Abstract
Introduction This study focuses on randomised controlled trials (RCTs) of non-individualised homeopathic
treatment (NIHT) in which the control (comparator) group was other than placebo (OTP).
Objectives To determine the comparative effectiveness of NIHT on health-related outcomes in
adults and children for any given condition that has been the subject of at least
one OTP-controlled trial. For each study, to assess its risk of bias and to determine
whether its study attitude was predominantly ‘pragmatic’ or ‘explanatory’.

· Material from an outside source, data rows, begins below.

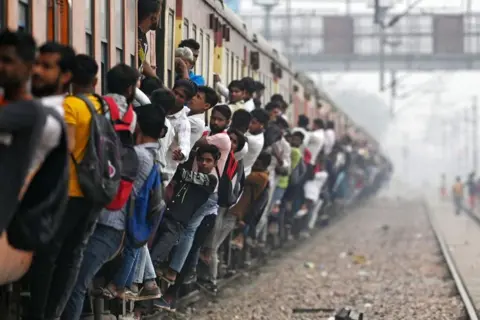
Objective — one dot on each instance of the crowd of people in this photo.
(144, 184)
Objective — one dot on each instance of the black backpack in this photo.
(100, 169)
(42, 209)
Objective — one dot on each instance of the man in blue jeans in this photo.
(107, 238)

Methods Systematic review. For each eligible trial, published in the peer-reviewed literature
up to the end of 2016, we assessed its risk of bias (internal validity) using the
seven-domain Cochrane tool, and its relative pragmatic or explanatory attitude (external
validity) using the 10-domain PRECIS tool. We grouped RCTs by whether these examined IHT as alternative treatment (study
design 1a), adjunctively with another intervention (design 1b), or compared with no
intervention (design 2). RCTs were sub-categorised as superiority trials or equivalence/non-inferiority
trials. For each RCT, we designated a single ‘main outcome measure’ to use in meta-analysis:
‘effect size’ was reported as odds ratio (OR; values > 1 favouring homeopathy) or
standardised mean difference (SMD; values < 0 favouring homeopathy).
Results Seventeen RCTs, representing 15 different medical conditions, were eligible for study.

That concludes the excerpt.